According to the Clearinghouse, “Undergraduate enrollment grew 1.2 percent (+176,000) in fall 2023.” That may not seem like a ton, but it is. For comparison, the demographic contraction that’s expected in about 2026 is forecast to be a dip of about 12% over ten years, give or take. That’s about 1.2% annually. In other words, the uptick reported this week knocks a full year off the length of the trough that’s coming. That’s great news.

The better news is that enrollment growth was even stronger among community colleges, which were absolutely bludgeoned during the pandemic. The new data show that, “among the three largest sectors, growth was highest at community colleges, which gained 118,000 students (+2.6%).” That’s good not just for community colleges but for the four-year colleges that will pick up some of those new matriculators in two years or so. It’s also good because community colleges are magnets for older workforce participants returning to school – exactly the population you’d want to pull if you’re trying to offset projected declines with young freshmen.

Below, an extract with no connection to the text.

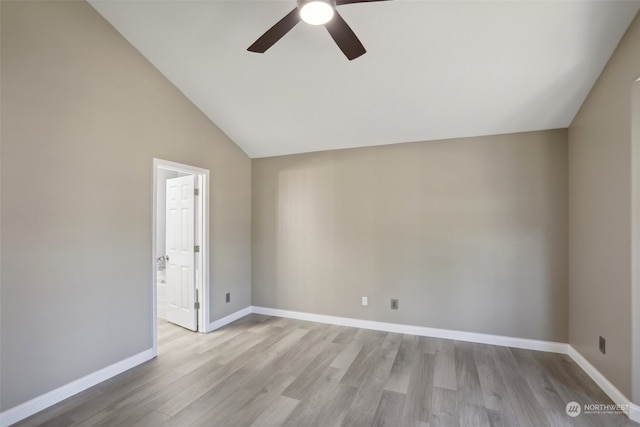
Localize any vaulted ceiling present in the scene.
[90,0,640,157]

The Clearinghouse says that public and non-profit private schools saw enrollment gains too. And that two-thirds of states were net positive in enrollment. Again, great news.

Unfortunately, enrollment is also growing at investor-backed for-profit schools. Though their collective piece of the education pie has shrunk so far so fast that if a single chartered tourist bus accidentally unloaded at a for-profit college, you could see it in the data. For-profit colleges, the Clearinghouse reports, now enroll only about 600,000 students. Public four-year colleges enroll more than ten times that number, surpassing 6.1 million students.

At a higher level, the total enrollment bump is important because experts and analysts were not deeply worried that American colleges could not survive an enrollment drop of 12% over a decade, they were worried that such a drop, on the heels of a palpable pullback during the pandemic would be, could be, a different matter.

That concern is fading. If the current trend holds for another year, many schools will be back to their pre-pandemic enrollment numbers, some have already surpassed them.

Either way, students are increasingly going to college. That’s not conjecture, it’s an actual indicator of the health and value of American colleges. And it’s outstanding news.